One of them got close enough to slash his side—he turned and swung instinctively, slicing through its jaw, but the others were already behind it. He couldn't fight them all. Not here.
He dove through a narrowing gap just as the ceiling collapsed behind him. Flesh, dust, and bone sprayed as he staggered back to his feet. Ahead, he could see an open maw in the tunnel—a cavity, black and yawning, deep below.
The ground cracked beneath him. He reached for the edge—too slow and he fell. He tumbled through the wound's throat, a chute of meat and rot, until it spat him out violently into a vast open chamber. He hit the ground hard, rolled, and came to rest beneath a grotesque outgrowth of bone.
Silence, complete and terrifying silence. Then… a rumble. Something ancient and knowing.He looked up to see a throne of fused corpses and blackened bone sat in the center of the chamber. Upon it lounged a massive figure, still as stone—antlers of charred iron, skin like split obsidian. Its face was humanoid, but wrong—too smooth, too perfect, and lined with flowing scars that glowed like molten script. The Cross of Saint Peter on his chest suddenly burned red—searing hot.
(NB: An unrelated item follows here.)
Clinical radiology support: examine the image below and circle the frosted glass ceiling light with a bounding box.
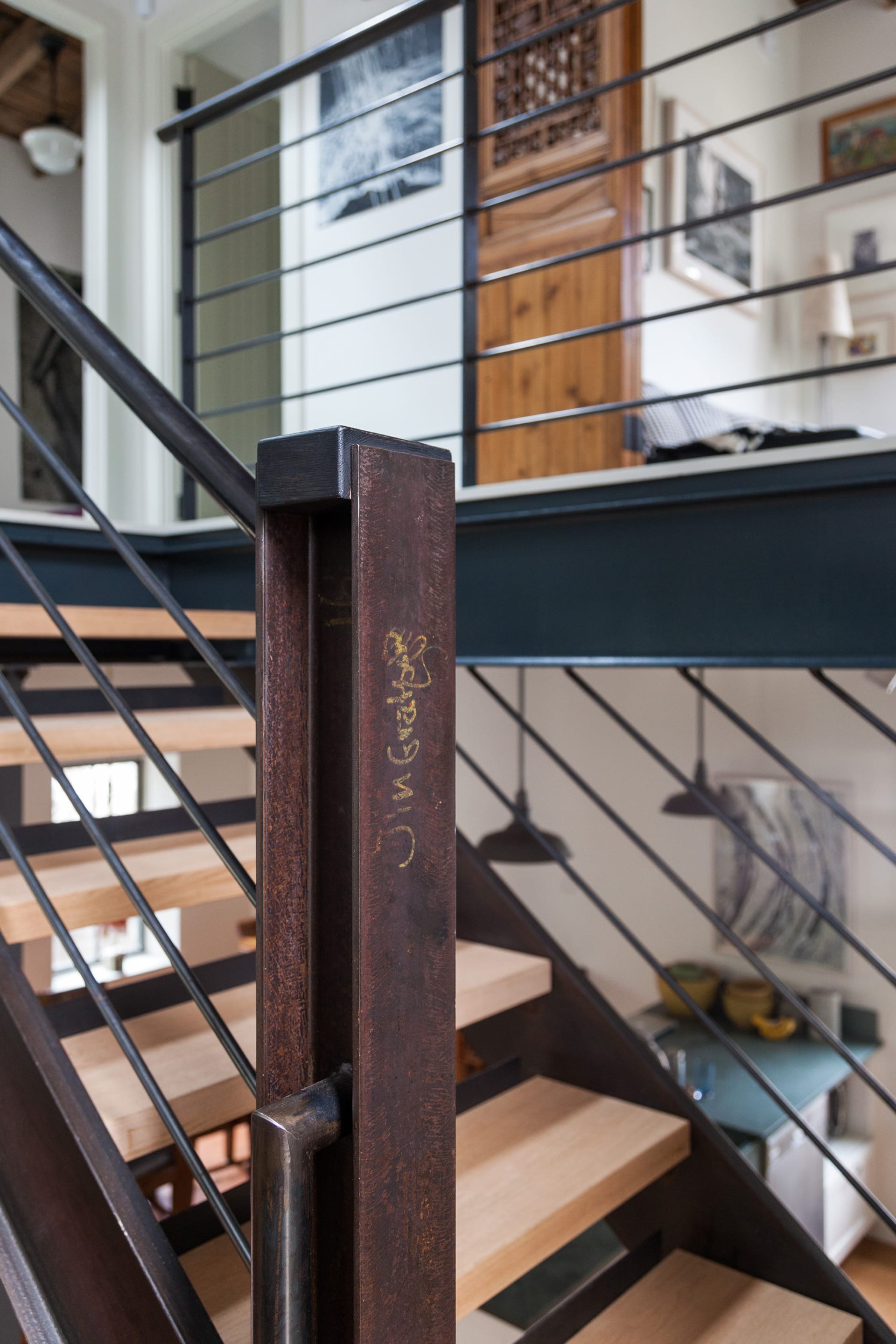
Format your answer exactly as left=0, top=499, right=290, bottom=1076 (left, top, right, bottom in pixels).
left=21, top=32, right=83, bottom=177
"High demon," he breathed, crawling to his knees. Then it's eyes opened.
The high demon's eyes burned like coals plucked from a dying sun—not with hatred, but recognition. It rose slowly, towering, elegant in its wrongness, and the chamber groaned alive around it.
The Cross on his chest flared white-hot.
He didn't need a name. He didn't need a command. He already knew:
This was his First Act of Redemption.